Opinião

Cinema e TV | Isto é uma coisa a ver: Causa Própria

12 fev 2023 11:40

A maior questão que Causa Própria nos coloca é a de saber como podemos ser eticamente corretos, emocionalmente neutros e legalmente cegos quando investigamos ou julgamos aqueles que amamos

Causa Própria é uma série criada por Edgar Medina e Rui Cardoso Martins e realizada por João Nuno Pinto, que estreou na RTP em janeiro de 2022 e se encontra disponível na RTP Play e na HBO.

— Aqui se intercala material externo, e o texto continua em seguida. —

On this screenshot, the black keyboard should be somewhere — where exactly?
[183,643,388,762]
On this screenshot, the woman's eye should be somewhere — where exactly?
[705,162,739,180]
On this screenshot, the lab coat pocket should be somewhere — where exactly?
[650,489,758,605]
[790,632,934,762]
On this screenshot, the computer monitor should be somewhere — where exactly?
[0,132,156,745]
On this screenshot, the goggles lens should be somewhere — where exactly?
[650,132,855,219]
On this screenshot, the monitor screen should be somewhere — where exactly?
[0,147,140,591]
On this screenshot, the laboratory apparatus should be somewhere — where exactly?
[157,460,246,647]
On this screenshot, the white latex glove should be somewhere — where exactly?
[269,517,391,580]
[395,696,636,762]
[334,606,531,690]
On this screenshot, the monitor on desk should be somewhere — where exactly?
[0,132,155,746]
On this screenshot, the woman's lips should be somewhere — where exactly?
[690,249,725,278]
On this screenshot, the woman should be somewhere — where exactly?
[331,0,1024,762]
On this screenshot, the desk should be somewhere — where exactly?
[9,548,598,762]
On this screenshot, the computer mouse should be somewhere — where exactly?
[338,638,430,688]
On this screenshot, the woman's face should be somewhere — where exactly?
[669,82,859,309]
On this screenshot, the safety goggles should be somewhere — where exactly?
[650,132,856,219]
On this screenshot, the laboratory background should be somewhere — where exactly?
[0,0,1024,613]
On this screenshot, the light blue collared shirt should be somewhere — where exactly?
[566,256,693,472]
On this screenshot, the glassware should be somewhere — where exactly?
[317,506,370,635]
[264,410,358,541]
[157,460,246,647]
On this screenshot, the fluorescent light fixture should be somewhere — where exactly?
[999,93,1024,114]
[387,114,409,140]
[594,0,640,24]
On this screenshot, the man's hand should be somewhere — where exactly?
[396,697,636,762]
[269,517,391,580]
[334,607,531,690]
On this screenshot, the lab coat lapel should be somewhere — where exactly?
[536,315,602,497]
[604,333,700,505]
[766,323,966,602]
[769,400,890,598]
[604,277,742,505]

Rodada em Caldas da Rainha, Foz do Arelho e Sintra, a série conta com um elenco de luxo: Nuno Lopes, Margarida Vila-Nova, Ivo Canelas, Catarina Wallenstein (a lembrar Lisbeth Salander), Maria Rueff e Ivo Arroja, entre outros.

Os sete episódios que constituem a série centram-se na investigação do homicídio violento de um jovem estudante homossexual, encontrado morto num parque de uma pequena cidade, e no julgamento dos presumíveis assassinos. Mas existem linhas narrativas paralelas em Causa Própria, sendo a mais interessante os casos que constituem o quotidiano do tribunal, inspirados nas crónicas Levante-se o Réu, de Rui Cardoso Martins. São julgamentos de uma diversidade de pequenos crimes e delitos mais ou menos graves, que transformam o espetador em advogado e juiz, obrigando-o a fazer uma reflexão sobre o que é eticamente aceitável que culmina num julgamento moral, não apenas sobre a atuação dos réus, mas também da de testemunhas, advogados e juízes.

A Juíza Ana (Margarida Vila-Nova) é a grande protagonista, quer dos casos que passam pelo tribunal, quer do julgamento do homicídio que abala a pacata comunidade e traz à superfície questões de preconceito e bullying, revelando também os vícios (mais ou menos) privados e os segredos daqueles que acabam por se ver envolvidos no processo. Acompanhando a sua vida familiar e amorosa, o espetador vai-se envolvendo nos seus dramas e dilemas, partilhando a angústia das várias decisões que toma e julgamentos que faz.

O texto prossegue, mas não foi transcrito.